Grenn y Pyp intercambiaron una mirada extraña.

—No lo sabe.

—Jon —dijo el maestre Aemon—, mientras estabas fuera han pasado muchas cosas, y ninguna buena. Balon Greyjoy volvió a coronarse rey y envió sus barcos contra el norte. Los reyes se multiplican como malas hierbas, hemos enviado peticiones de ayuda a todos, pero ninguno nos la manda. Tienen cosas más urgentes en las que ocupar sus espadas; nosotros estamos demasiado lejos, nos han olvidado. En cuanto a Invernalia… Sé fuerte, Jon… Invernalia ya no existe…

—¿Que ya no existe? —Jon se quedó mirando los ojos blancos y el rostro arrugado de Aemon—. Mis hermanos están en Invernalia. Bran y Rickon…

—Lo siento muchísimo, Jon. —El maestre se llevó una mano a la frente—. Tus hermanos murieron por orden de Theon Greyjoy después de que tomara Invernalia en nombre de su padre. Cuando los vasallos de tu padre amenazaron con recuperar el castillo, le prendió fuego.

—Tus hermanos han sido vengados —dijo Grenn—. El hijo de Bolton mató a todos los hombres del hierro y se dice que está desollando muy lentamente a Theon Greyjoy por lo que hizo.

—Lo siento, Jon. —Pyp le dio un apretón en el hombro—. Lo sentimos mucho.

A Jon nunca le había caído bien Theon Greyjoy, pero era el pupilo de su padre. Otro espasmo de dolor le recorrió la pierna, cuando se quiso dar cuenta volvía a estar tumbado.

—Tiene que ser un error —se empecinó—. En Corona de la Reina vi un huargo, un huargo gris… Era gris… Me conocía…

Si Bran estaba muerto, ¿era posible que parte de él siguiera viviendo en el lobo, igual que Orell vivía en su águila?

—Bébete esto.

Grenn le acercó una copa a los labios. Jon bebió. Tenía la cabeza llena de lobos y de águilas, y del sonido de las risas de sus hermanos. Los rostros que lo miraban desde arriba empezaron a difuminarse.

«No es posible que estén muertos. Theon jamás haría una cosa así. Invernalia… Granito gris, hierro y roble, cuervos que vuelan en torno a las torres, el vapor que sube de los estanques calientes del bosque de dioses, los reyes de piedra en sus tronos… ¿Cómo es posible que Invernalia ya no exista?»

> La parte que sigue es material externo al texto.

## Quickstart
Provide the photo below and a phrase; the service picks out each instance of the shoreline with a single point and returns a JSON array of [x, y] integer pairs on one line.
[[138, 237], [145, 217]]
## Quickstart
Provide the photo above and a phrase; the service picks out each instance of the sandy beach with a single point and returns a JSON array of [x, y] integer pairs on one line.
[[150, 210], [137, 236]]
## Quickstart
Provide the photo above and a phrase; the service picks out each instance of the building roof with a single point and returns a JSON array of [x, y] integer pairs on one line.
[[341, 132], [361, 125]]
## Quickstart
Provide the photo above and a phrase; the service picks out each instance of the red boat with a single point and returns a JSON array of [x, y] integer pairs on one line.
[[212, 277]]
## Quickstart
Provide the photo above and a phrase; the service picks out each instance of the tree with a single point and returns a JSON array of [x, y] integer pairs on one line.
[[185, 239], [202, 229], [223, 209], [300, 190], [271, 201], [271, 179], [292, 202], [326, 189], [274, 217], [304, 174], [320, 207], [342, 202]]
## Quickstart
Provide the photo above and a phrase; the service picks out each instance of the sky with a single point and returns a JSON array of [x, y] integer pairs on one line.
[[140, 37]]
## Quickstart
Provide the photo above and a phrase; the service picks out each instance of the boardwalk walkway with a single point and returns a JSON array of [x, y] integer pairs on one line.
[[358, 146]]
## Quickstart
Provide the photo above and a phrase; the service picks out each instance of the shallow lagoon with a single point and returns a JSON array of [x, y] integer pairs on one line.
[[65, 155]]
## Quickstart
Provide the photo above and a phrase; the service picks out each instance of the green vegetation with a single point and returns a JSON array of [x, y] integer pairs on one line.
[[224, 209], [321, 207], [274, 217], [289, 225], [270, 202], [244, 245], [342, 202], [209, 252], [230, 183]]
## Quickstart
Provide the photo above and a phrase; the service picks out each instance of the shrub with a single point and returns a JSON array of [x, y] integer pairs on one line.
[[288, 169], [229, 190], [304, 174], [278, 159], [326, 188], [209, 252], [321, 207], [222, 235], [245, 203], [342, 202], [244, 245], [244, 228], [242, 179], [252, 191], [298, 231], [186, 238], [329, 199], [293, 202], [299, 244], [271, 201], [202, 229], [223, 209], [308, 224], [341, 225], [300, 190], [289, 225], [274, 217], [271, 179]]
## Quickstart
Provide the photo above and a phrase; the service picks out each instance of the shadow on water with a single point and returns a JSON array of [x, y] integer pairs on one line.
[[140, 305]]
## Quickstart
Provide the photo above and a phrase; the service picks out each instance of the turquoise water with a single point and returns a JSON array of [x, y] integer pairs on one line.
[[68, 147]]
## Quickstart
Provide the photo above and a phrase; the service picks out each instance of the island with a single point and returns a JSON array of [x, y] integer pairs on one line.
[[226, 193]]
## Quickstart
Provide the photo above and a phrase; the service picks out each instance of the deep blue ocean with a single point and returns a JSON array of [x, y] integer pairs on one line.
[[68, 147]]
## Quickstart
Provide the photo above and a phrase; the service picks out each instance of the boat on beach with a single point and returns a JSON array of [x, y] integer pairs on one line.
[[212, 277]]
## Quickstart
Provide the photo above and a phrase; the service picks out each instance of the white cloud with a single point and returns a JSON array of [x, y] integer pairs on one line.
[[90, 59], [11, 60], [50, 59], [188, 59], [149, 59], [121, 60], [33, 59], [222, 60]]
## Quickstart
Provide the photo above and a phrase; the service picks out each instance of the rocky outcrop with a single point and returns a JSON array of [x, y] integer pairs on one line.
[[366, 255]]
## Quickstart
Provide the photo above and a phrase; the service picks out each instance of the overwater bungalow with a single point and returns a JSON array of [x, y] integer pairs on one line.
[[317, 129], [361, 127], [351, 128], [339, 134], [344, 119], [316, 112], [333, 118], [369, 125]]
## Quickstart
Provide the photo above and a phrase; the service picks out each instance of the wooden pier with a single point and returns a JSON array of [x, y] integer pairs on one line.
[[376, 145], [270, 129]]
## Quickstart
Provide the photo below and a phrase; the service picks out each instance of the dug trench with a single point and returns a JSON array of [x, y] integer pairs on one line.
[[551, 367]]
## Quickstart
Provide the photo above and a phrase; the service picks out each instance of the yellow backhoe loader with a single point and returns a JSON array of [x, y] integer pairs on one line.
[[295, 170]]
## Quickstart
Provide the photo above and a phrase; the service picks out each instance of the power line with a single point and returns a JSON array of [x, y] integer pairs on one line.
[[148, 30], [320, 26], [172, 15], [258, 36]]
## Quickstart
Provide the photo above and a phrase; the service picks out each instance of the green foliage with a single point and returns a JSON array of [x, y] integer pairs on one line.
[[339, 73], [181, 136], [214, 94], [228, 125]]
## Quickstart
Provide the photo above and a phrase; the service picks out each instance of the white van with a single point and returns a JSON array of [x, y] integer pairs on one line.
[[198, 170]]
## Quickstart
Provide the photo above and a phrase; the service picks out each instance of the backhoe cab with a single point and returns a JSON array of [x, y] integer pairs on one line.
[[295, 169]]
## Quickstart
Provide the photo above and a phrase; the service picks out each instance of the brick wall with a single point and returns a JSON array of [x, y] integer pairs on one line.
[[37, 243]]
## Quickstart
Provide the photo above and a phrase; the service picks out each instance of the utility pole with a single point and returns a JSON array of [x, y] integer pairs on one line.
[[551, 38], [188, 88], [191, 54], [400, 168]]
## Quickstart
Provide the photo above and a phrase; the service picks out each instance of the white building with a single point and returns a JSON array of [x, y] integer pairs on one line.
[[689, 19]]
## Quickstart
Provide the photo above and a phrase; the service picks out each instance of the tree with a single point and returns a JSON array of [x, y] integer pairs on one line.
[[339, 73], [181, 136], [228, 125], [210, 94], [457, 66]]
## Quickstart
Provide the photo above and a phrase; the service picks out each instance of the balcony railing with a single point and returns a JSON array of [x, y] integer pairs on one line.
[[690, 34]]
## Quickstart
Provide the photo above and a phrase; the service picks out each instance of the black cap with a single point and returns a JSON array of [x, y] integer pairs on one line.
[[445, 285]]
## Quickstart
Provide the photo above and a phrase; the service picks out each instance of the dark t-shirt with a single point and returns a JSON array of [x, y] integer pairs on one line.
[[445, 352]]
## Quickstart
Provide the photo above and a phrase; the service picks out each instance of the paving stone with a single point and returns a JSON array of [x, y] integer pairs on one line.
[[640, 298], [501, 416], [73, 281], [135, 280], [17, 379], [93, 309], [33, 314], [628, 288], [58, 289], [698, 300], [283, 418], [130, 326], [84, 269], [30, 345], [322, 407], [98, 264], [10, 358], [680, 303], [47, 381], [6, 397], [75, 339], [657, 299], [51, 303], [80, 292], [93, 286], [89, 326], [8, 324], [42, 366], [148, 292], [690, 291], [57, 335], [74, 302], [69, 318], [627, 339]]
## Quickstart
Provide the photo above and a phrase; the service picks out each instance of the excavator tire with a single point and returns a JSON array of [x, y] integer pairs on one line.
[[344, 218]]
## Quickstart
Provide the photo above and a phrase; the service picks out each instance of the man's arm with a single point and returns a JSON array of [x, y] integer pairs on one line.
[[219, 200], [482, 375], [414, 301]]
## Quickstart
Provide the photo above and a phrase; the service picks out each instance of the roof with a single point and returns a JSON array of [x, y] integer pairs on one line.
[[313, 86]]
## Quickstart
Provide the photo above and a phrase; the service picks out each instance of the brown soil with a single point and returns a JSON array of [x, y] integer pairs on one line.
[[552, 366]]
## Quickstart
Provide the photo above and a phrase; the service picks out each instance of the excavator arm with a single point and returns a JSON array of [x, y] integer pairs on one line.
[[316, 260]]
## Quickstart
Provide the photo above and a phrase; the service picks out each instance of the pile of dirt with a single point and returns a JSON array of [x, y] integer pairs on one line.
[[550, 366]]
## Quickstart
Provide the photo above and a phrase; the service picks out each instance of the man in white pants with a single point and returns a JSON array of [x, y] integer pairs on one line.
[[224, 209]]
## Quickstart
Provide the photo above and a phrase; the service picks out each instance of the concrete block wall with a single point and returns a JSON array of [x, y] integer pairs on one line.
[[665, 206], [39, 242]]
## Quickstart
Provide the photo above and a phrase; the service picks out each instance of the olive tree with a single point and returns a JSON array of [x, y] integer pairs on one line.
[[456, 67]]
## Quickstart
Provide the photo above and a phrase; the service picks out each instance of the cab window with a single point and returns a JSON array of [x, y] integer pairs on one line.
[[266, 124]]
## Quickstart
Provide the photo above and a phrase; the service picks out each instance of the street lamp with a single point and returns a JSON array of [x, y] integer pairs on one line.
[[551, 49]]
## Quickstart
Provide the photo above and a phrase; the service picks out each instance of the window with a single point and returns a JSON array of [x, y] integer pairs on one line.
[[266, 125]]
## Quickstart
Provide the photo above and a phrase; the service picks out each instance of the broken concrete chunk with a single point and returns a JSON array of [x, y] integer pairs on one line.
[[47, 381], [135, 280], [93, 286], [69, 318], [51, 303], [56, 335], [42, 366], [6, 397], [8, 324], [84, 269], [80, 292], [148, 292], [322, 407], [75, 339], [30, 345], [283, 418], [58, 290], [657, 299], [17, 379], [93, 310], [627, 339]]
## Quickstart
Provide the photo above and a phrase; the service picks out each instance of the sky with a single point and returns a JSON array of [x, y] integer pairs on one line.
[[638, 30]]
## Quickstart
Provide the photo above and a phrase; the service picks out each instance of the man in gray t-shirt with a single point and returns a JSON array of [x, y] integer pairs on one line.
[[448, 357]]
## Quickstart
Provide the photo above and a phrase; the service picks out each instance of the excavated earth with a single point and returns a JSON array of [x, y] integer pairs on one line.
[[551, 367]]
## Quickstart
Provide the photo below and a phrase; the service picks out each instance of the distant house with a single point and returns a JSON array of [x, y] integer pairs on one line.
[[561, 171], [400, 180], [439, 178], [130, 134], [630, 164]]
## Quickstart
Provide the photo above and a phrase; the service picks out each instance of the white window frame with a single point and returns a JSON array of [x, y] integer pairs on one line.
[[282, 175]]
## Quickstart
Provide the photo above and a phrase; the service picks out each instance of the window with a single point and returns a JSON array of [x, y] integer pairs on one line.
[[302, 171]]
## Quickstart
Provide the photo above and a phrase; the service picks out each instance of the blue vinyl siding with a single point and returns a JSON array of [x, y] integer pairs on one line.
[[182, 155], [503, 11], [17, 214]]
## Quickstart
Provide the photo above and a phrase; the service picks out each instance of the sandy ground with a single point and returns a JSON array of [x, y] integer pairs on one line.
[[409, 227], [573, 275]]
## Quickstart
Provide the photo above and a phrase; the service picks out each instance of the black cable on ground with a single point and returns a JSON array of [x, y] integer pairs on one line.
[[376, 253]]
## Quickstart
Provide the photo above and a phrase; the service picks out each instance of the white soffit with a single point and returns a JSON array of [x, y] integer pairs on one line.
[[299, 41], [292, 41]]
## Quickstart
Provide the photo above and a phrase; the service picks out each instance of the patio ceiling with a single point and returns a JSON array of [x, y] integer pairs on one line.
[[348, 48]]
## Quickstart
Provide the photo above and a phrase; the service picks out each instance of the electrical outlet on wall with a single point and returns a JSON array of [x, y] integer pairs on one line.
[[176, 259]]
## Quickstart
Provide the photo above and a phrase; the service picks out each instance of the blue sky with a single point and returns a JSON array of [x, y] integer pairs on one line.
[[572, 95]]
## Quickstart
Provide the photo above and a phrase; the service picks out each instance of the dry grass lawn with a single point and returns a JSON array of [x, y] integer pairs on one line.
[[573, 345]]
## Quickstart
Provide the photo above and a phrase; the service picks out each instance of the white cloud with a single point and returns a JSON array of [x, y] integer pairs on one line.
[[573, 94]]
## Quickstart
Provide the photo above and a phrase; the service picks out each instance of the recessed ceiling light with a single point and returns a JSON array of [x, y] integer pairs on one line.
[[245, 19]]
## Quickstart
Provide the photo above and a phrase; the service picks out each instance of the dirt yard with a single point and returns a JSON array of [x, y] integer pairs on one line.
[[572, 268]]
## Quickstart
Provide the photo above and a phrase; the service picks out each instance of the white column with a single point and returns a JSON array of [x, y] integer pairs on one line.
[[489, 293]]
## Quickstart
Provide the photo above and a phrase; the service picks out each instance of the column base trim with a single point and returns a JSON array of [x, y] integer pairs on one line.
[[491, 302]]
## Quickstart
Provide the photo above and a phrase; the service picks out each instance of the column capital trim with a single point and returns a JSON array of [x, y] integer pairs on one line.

Cuando el sueño se apoderó de él volvió a estar en casa una vez más, chapoteando en los estanques calientes bajo un enorme arciano blanco que tenía el rostro de su padre. Ygritte estaba con él, se reía de él, se iba quitando las pieles hasta quedar tan desnuda como en su día del nombre, intentaba darle un beso, pero él no podía permitírselo, no, su padre estaba mirando. Era de la sangre de Invernalia, era un hombre de la Guardia de la Noche.

—No engendraré un bastardo —le dijo a la muchacha—. Nunca. Nunca.

—No sabes nada, Jon Nieve —susurró ella mientras la piel se le disolvía en el agua caliente y la carne se le desprendía de los huesos hasta que sólo quedaban el cráneo y el esqueleto, y el estanque burbujeaba espeso y rojo.